The two skippers abandoned the shattered hulks of their boats. In the life rafts they held a muster. One man was missing and six men were wounded. Amazingly, the engineers of the watch on both boats survived, though they had been stationed right over blasts so powerful that heavy storage batteries had whizzed by them to land on the forecastle.

The sailors paddled shoreward. German planes were raiding the beach at that moment, and shrapnel from the antiaircraft barrage rained down on the rafts.

Shortly after midnight, the sailors landed on a rocky point chosen by the skippers because it looked least likely to be land mined. Lieut. Gallagher picked his way through a barbed-wire barricade along the beach and found a deserted and partly destroyed fisherman’s cottage where the sailors lay low for the rest of the night, not knowing whether they had landed in friendly or enemy territory.

Soon after dawn the skippers made a tentative venture into the open. Half a mile from the cottage they ran into soldiers—American soldiers—who took over the wounded men and guided the other sailors to a Navy beachmaster who gave them a boat ride back to their base.

A week later, on August 24th, task-force commander Rear Admiral L. A. Davidson heard that the Port-de-Bouc in the Gulf of Fos, west of Marseilles and at the mouth of the Rhone Delta, had been captured by the French Underground. He ordered minesweepers to clear the gulf, and he sent Capitaine de Frégate M. J. B. Bataille, French naval liaison officer on his staff, to scout the shore around the harbor. Capt. Bataille rode to the gulf in Lieut. Bayard Walker’s ill-fated PT 555.

The boat passed the minesweepers and came close aboard an American destroyer whose skipper notified Lieut. Walker that coastal shore batteries were still shooting near the mouth of the Gulf of Fos.

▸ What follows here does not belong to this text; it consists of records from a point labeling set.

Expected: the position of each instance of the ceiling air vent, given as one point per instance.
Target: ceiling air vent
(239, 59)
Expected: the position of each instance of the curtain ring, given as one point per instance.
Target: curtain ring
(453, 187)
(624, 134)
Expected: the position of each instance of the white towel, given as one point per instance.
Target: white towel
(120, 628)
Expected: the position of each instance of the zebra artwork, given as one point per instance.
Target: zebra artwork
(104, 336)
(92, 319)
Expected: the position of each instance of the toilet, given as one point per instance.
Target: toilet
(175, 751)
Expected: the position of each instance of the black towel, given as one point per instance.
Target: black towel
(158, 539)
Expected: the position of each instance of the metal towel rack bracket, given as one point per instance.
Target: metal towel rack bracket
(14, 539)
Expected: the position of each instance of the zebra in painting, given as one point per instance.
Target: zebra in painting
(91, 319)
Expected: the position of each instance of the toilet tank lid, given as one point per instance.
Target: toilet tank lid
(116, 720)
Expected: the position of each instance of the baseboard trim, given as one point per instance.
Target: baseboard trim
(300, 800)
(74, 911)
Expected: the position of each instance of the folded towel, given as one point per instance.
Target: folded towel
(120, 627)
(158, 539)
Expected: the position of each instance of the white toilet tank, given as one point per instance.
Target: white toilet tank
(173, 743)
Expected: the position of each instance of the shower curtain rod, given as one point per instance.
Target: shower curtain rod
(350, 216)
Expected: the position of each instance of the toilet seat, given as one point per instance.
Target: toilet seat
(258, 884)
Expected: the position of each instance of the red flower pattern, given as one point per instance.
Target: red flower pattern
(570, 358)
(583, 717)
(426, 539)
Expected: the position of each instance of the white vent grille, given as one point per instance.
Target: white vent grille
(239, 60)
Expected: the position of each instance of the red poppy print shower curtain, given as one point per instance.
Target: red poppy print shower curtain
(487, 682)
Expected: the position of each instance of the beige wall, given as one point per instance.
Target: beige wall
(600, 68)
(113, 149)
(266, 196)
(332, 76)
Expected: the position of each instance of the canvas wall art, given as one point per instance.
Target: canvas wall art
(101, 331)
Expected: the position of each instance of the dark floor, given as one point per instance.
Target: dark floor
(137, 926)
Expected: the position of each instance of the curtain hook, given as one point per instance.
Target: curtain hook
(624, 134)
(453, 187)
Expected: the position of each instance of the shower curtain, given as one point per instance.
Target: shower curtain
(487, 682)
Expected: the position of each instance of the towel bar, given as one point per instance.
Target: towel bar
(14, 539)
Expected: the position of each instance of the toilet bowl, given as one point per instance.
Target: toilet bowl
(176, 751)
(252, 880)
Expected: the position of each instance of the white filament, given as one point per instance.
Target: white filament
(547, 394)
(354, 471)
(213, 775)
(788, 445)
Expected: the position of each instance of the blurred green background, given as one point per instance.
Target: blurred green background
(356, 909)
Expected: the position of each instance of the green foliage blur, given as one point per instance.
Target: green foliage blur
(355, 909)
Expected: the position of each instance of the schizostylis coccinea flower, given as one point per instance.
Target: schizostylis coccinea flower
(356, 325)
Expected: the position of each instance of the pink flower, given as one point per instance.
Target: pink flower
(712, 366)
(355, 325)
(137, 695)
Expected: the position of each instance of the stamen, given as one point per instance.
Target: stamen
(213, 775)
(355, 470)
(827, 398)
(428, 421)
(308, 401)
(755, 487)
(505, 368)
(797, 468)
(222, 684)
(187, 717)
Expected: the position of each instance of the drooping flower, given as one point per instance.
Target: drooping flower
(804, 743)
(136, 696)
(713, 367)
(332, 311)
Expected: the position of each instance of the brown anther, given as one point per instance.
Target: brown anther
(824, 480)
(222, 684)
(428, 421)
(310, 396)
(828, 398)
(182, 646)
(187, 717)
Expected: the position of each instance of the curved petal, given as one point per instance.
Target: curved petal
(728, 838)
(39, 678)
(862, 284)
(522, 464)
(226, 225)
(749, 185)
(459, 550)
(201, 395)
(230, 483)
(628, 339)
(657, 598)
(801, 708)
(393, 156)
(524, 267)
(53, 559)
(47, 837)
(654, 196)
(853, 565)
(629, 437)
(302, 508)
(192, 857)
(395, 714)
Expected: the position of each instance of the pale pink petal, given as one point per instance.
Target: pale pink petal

Lieut. Bayard reported: “It was decided that we could enter the Gulf of Fos, despite fire from enemy coastal batteries, since we presented such a small target.”

So—as he put it—they “entered the bay cautiously.”

One wonders how you go about entering a mine-filled bay, by an enemy shore battery, “cautiously.”

The crew saw the French flag flying in a dozen places on the beach, and landed at Port-de-Bouc where they were welcomed by a cheering crowd, waving little French flags. Capt. Bataille met a fellow officer, French Navy Lieut. Granry, who had parachuted into the area several weeks before, in civilian clothes, and had organized a resistance cell to prevent demolition of the port when the Germans retreated. After a pleasant half-hour ashore, gathering information (Lieut. Walker spoke excellent French), the party re-embarked, set a two-man watch on the bow, and headed for sea at 29 knots.